March 31, 2020
Authored by: Sarah Bhagwandin and Jennifer Stokes
With the economy in a free-fall and the U.S. government scrambling to create a financial safety net for citizens, giving access to tax-qualified retirement savings was a natural piece of Congress’ plan to loosen the grip on needed funds. And yet, plan sponsors should pause before adopting the new in-service withdrawal and loan options wholesale. The options made available under the CARES Act are permissive, not required. Implementing a thoughtful, needs-based, COVID-19 withdrawal/loan policy could protect employees’ financial security for decades to come.
Plan sponsors can adopt an incremental approach to COVID-19 in-service withdrawals or loans, and should consider doing so in the interest of helping participants not decimate hard-won savings in a panic.

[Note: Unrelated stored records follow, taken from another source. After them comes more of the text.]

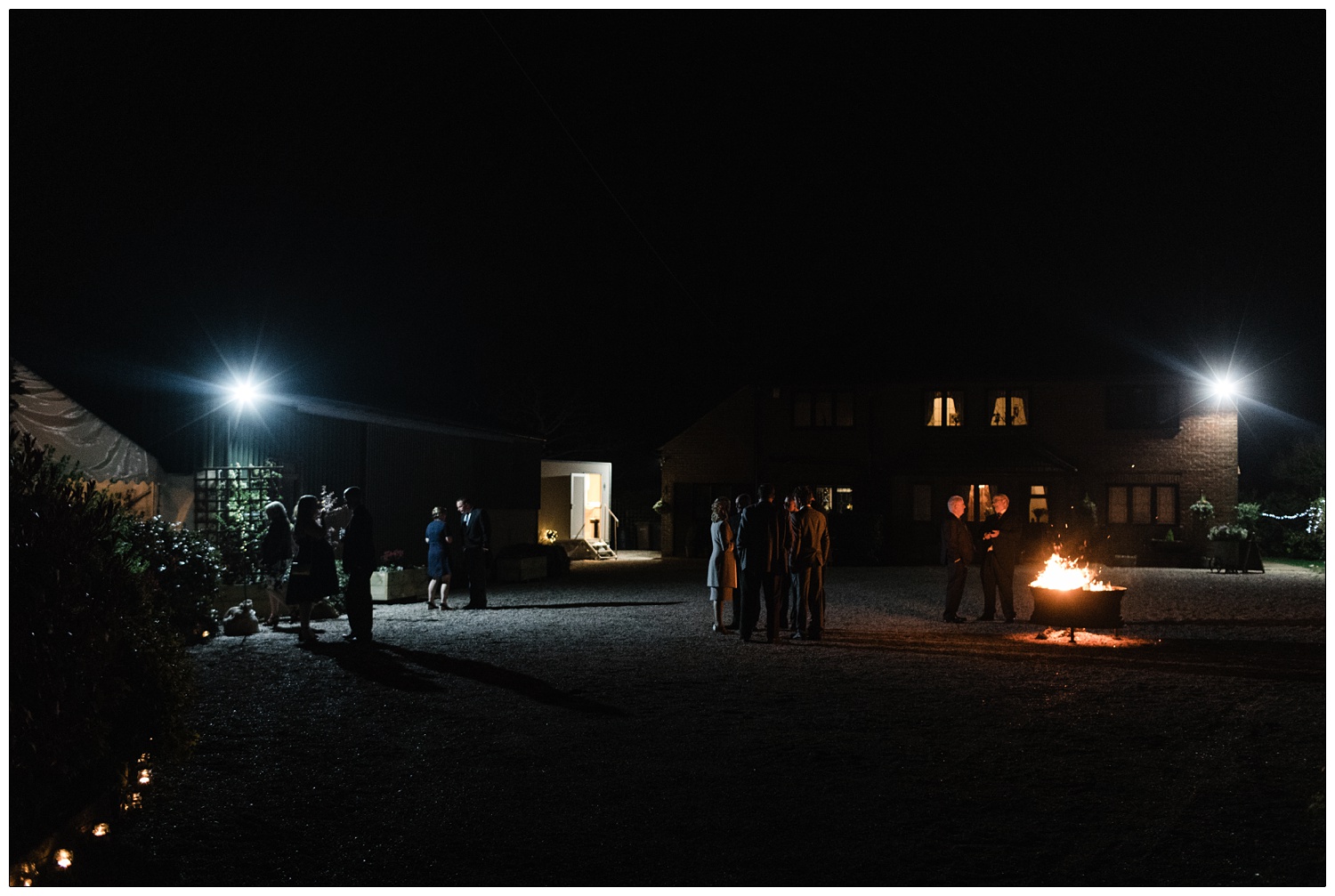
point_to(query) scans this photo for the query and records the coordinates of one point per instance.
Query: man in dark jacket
(956, 553)
(358, 564)
(760, 544)
(477, 540)
(1001, 543)
(809, 543)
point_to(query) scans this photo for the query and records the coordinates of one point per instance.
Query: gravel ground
(593, 731)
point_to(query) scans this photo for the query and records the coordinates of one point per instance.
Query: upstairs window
(813, 408)
(1009, 406)
(977, 503)
(944, 408)
(1038, 504)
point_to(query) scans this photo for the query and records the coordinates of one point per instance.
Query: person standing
(314, 576)
(1003, 551)
(438, 541)
(721, 577)
(809, 543)
(956, 553)
(477, 541)
(760, 538)
(358, 564)
(275, 557)
(734, 521)
(787, 599)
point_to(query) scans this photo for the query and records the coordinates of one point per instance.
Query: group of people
(296, 561)
(1001, 538)
(296, 564)
(777, 551)
(475, 540)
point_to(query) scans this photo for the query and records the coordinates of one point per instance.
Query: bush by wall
(98, 607)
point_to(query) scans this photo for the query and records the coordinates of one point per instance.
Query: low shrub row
(101, 605)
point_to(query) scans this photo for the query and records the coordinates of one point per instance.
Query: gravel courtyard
(592, 731)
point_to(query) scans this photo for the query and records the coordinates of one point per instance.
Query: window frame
(1008, 394)
(1155, 493)
(932, 395)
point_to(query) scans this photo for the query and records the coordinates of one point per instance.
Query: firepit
(1065, 596)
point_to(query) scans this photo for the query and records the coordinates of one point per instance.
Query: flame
(1068, 576)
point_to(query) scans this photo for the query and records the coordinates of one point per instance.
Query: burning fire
(1067, 576)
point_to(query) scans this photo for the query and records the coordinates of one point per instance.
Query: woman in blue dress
(438, 561)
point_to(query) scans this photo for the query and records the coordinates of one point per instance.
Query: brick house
(1108, 465)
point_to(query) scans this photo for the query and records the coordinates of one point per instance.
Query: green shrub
(96, 672)
(184, 569)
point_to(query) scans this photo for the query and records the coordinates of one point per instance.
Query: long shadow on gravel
(373, 666)
(515, 682)
(576, 607)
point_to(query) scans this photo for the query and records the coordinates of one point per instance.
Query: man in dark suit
(1001, 543)
(477, 538)
(809, 545)
(734, 522)
(760, 543)
(358, 564)
(956, 553)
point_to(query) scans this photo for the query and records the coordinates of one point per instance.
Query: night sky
(427, 211)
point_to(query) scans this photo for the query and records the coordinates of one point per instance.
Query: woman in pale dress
(723, 564)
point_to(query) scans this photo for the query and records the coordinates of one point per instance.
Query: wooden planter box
(398, 585)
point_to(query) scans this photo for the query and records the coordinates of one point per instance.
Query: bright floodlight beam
(245, 392)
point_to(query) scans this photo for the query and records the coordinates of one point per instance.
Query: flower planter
(1226, 556)
(398, 585)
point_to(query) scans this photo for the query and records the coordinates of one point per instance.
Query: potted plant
(1226, 546)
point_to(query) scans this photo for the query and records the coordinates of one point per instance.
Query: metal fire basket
(1078, 608)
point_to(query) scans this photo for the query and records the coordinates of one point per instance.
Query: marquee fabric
(53, 418)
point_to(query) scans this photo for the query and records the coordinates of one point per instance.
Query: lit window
(944, 408)
(832, 498)
(1038, 504)
(1009, 408)
(979, 503)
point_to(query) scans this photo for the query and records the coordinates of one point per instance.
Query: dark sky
(419, 210)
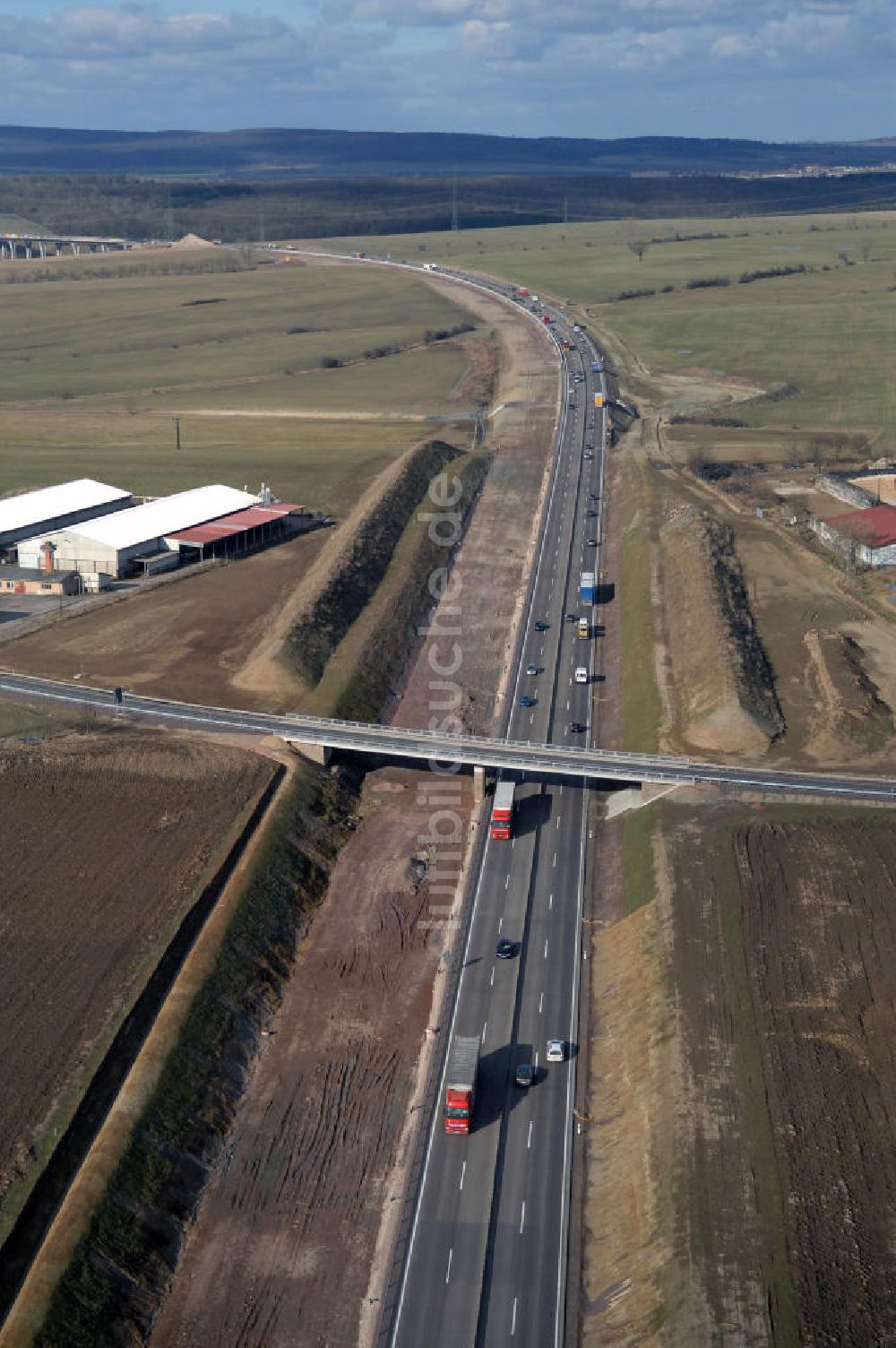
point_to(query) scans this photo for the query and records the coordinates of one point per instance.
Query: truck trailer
(503, 812)
(460, 1083)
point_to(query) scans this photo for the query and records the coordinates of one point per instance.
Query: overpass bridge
(18, 246)
(320, 738)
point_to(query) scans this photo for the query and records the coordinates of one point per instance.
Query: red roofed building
(864, 535)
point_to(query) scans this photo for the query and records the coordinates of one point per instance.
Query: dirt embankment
(305, 1195)
(345, 581)
(722, 681)
(106, 840)
(112, 1289)
(280, 1251)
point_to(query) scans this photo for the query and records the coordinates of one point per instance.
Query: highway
(487, 1252)
(486, 1259)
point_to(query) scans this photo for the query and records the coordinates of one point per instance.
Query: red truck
(503, 812)
(460, 1089)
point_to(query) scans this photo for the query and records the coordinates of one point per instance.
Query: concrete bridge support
(313, 752)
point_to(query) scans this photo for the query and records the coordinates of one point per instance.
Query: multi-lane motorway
(486, 1257)
(487, 1251)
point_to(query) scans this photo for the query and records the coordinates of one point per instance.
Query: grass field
(96, 369)
(829, 332)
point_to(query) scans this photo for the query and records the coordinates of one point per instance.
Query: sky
(768, 69)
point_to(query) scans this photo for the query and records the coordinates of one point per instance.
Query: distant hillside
(304, 208)
(270, 154)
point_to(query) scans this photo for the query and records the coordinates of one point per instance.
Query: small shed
(31, 580)
(866, 537)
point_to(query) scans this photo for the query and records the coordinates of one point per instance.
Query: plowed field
(786, 970)
(104, 840)
(280, 1251)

What Options do Plan Sponsors Have?
COVID-Withdrawals. The CARES Act allows a new category of withdrawals, COVID-19 Distributions, which allows participants to take a withdrawal of the lesser of 100% of their vested account balance or $100K, anytime between January 1, 2020 – December 31, 2020, if they satisfy certain requirements. Click here to read our summary of the CARES Act withdrawal rules.
Plan sponsors can design a COVID-19 withdrawal program within the parameters of the CARES Act without allowing the full $100K withdrawal at once – or at all. The statute does not require that a plan go from 0 to 100! Further, while the new law allows plan administrators to rely on the representation of participants that they qualify for the in-service withdrawals, plan sponsors can impose any reasonable substantiation requirements they wish.
For example, the plan could adopt a COVID-19 withdrawal program that limits withdrawals up to $10K a month, with a maximum limit for 2020 of $50K (or the full $100K).
For substantiation, in the event the COVID-19 qualification was not the result of the employee’s status and, therefore, not part of the plan sponsor’s records, the plan sponsor could require that the participant substantiate that the participant’s spouse’s employment is impacted by COVID-19, or related childcare burdens.
This approach to COVID-19 withdrawals imposes some discipline on participants, and meters out retirement savings plan leakage over time.
COVID-Loans. The CARES Act allows plan sponsors to liberalize existing loan programs to allow qualified participants to take a loan of up to the lesser of $100K or 100% of their vested account balance.
As with the COVID-19 in –service withdrawals, plan sponsors can design their COVID-19 loan program any way they wish within the parameters of the CARES Act.
For example, a plan sponsor could adopt a program that sets the limit of allowable loans for COVID-19 at some level between 50%-100% of a participant’s vested account balance. It is not a requirement of the statute that the plan sponsor adopt the fully permissive limit for COVID-19-justified loans.
As with COVID-19 in-service withdrawals, a plan sponsor could, though is not required to, impose a substantiation of need on plan participants.
Employers have spent untold hours and dollars educating employees on the importance of retirement savings and the serious deleterious impact mid-career withdrawals can have on their final retirement security. If ever there was a time to impose some discipline in withdrawals from 401(k) plans, now is the time.